On my way up I saw magnolia and Japanese apricot in blossom, the magnolia just at that point where it is in full bloom without being overblown; but the one tree that really caught the eye was the lonesome mimosa that stands on the edge of a stream (or perhaps I should say, a concrete ditch), overlooking a bend in the road, disporting itself in the magnificence of its blossom.
Matsuo Basho: The Narrow Road to Oku
Four hundred years ago the poet Matsuo Basho walked the narrow roads of northern Japan, far away from Hiroshima, and he too happened to come across a mimosa tree, which he mentions in one of his haiku:
象潟や 雨に西施が ねぶの花
Kisakata ya / ame ni Seishi ga / nebu no hana
Kisakata is a town in Akita Prefecture that Basho visited.

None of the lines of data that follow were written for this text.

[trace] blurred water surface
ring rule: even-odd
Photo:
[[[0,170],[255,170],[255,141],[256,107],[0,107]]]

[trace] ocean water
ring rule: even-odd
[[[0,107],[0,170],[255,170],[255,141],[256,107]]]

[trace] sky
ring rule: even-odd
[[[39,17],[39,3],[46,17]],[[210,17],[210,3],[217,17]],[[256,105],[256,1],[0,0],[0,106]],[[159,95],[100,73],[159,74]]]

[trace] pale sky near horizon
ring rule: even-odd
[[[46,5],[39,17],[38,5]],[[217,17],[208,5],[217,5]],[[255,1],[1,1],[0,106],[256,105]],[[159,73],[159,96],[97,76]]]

According to Donald Keene, Seishi was
"A celebrated Chinese beauty (Hsi Shih), known especially for her mournful expression."
"Nebu" - A Japanese Pun
If you ask any Japanese person today how to translate "mimosa" into Japanese, they will most likely say "mimoza" - ミモザ - but the old word that Basho uses is "nebu."
"Nebu" also means "to sleep" and Donald Keene points out that Basho is punning: Seishi is a sleeping flower, and the flower is the mimosa blossom drooping in the rain. Seishi, then, is a symbol for the somewhat mournful beauty of rain falling on mimosa. The sleeping beauty (Seishi) suggests a connection between the natural world and the human experience, particularly in terms of rest and renewal.
Here is Donald Keene's translation:
Kisakata― / Seishi sleeping in the rain, / Wet mimosa blossoms.